If something breaks down in my apartment, I expect maintenance to come and fix it because that is why I pay rent. That’s all they’re there to do. I don’t give a rat’s patootie if the maintenance person has the same musical taste as I do. That’s completely irrelevant. Just come fix the darn sink.
I feel the same about politicians. If I go to a city hall meeting, I come with an agenda I’m trying to push. I come with concerns. I come with data so that I can make a case for why these demands need to be met. I come with demands from city council.
It’s not a social event; it’s an opportunity for me to check on how well you’re performing the job you assigned.
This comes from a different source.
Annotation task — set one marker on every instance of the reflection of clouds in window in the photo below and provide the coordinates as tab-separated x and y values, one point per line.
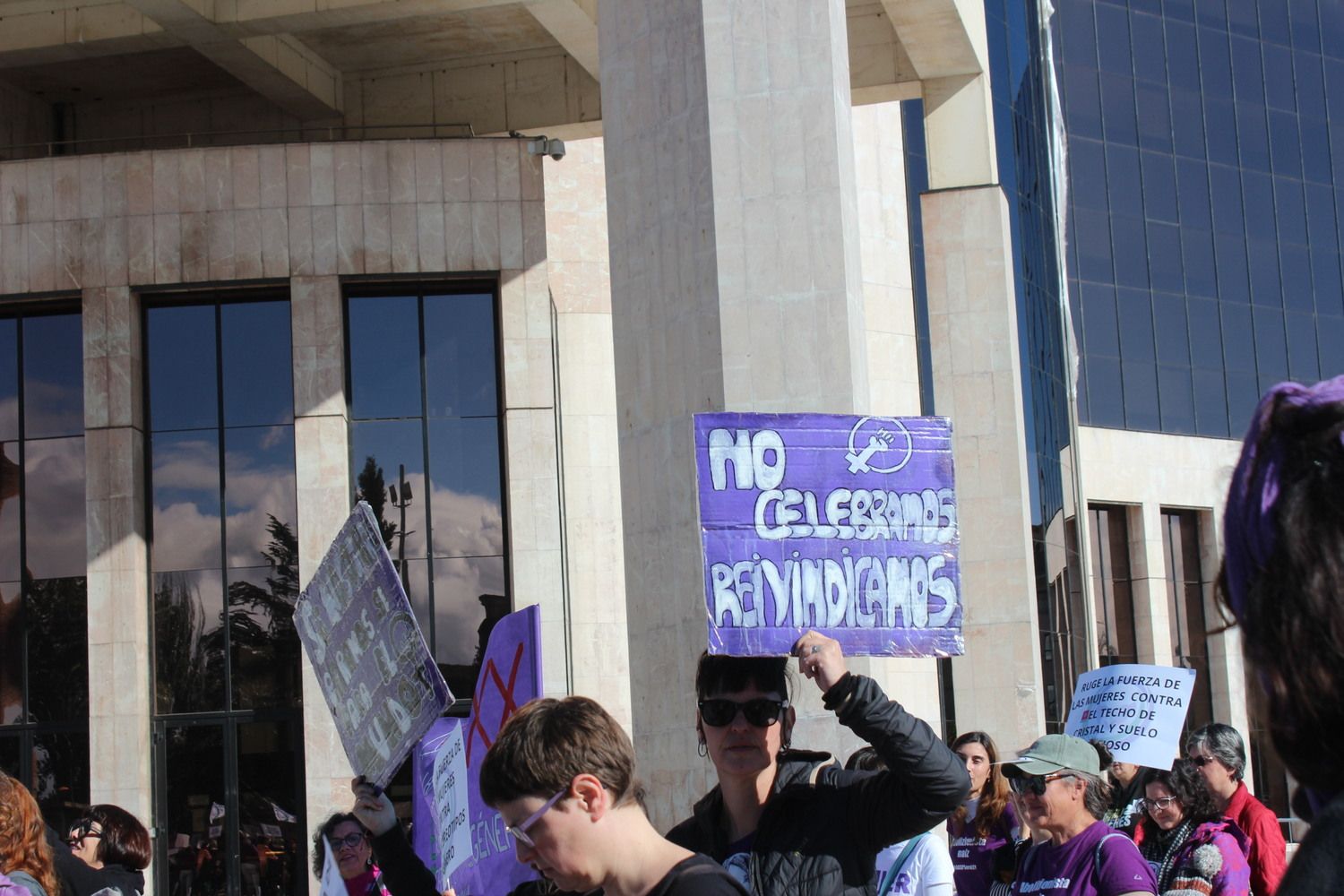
54	506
I want them to do a specific job, and I let them know that, if they don’t do the job I demand, I and the individuals I’m with will hold them accountable for it.
If they don’t do the job we want, we don’t vote for them, and we convince a lot of other people not to support them. Whether I like them or not is irrelevant.
That is how I judge Barack Obama and every other politician. Black people, if we want to accomplish any kind of policy change that in our favor, must begin seeing politicians through this type of context.
With the amount of tremendous influence Obama has, he could easily inform and organize black folks towards dismantling systematic white supremacy. He doesn’t have to worry about whether or not he’ll get votes or not, and he has secret service protecting him. Really, what does he have to lose at this point?